EKONOMİ - 22 Ocak 2018 Pazartesi 16:43

GSO-MEM’de Arge ve tasarım merkezinin önemi

A
A
A
GSO-MEM’de Arge ve tasarım merkezinin önemi

Gaziantep Sanayi Odası Mesleki Eğitim ve Danışmanlık Merkezi (GSO-MEM) Yönetim Kurulu Başkanı ve GSO Yönetim Kurulu Başkan Yardımcısı Adnan Ünverdi, Ar-Ge ve inovasyonun günümüzde rekabetin vazgeçilmez unsurlarından birisini haline geldiğini belirterek, “Etkin Ar-Ge teşvikleri ile sanayisi desteklenen ülkeler Dünya rekabet sıralamasında en üst seviyelerde yer alıyor” dedi.

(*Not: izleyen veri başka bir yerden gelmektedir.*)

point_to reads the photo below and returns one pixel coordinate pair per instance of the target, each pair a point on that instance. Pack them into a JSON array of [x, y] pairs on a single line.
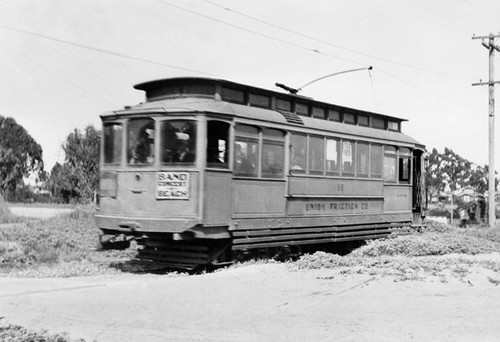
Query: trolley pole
[[491, 123]]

Gaziantep Sanayi Odası Mesleki Eğitim ve Danışmanlık Merkezi (GSO-MEM) Yönetim Kurulu Başkanı ve GSO Yönetim Kurulu Başkan Yardımcısı Adnan Ünverdi, Ar-Ge ve inovasyonun günümüzde rekabetin vazgeçilmez unsurlarından birisini haline geldiğini belirterek, “Etkin Ar-Ge teşvikleri ile sanayisi desteklenen ülkeler Dünya rekabet sıralamasında en üst seviyelerde yer alıyor” dedi.


GSO-MEM’de AR-GE ve tasarım merkezi kurulmasında yapılacak işlemler ve başvuru süreçleri ile ilgili bilgilendirmenin yapıldığı seminer düzenlendi.


Seminere, GSO Yönetim Kurulu Başkan Yardımcısı Cevdet Akınal, GSO Genel Sekreteri Kürşat Göncü, Sistem Global Danışmanlık Bağımsız Denetim ve Yeminli Mali Müşavirlik A.Ş. CEO’su Yeminli Mali Müşavir Hüseyin Karslıoğlu, Sistem Global Danışmanlık Bağımsız Denetim ve Yeminli Mali Müşavirlik A.Ş. Gaziantep Şubesi Koordinatörü Yeminli Mali Müşavir Erol Çember ile firma temsilcileri katıldı.


Konuşmasına Türk Silahlı Kuvvetlerimizin Suriye’de, “dost ve bölge halkını baskı ve zulümden kurtarmak" amacıyla “Zeytin Dalı” ismiyle başlattığı harekata değinerek başlayan Ünverdi, “Bugün, her türlü siyasi ve ekonomik değerlendirmeyi bir kenara bırakıp, milletçe bir ve beraber olma, dayanışma, kucaklaşma ve kenetlenme günüdür.


Allah kahraman ordumuzu muzaffer eylesin. Yüreğimiz kahraman ordumuzun her bir ferdinin burnu kanamadan harekatı tamamlaması için atıyor” şeklinde konuştu.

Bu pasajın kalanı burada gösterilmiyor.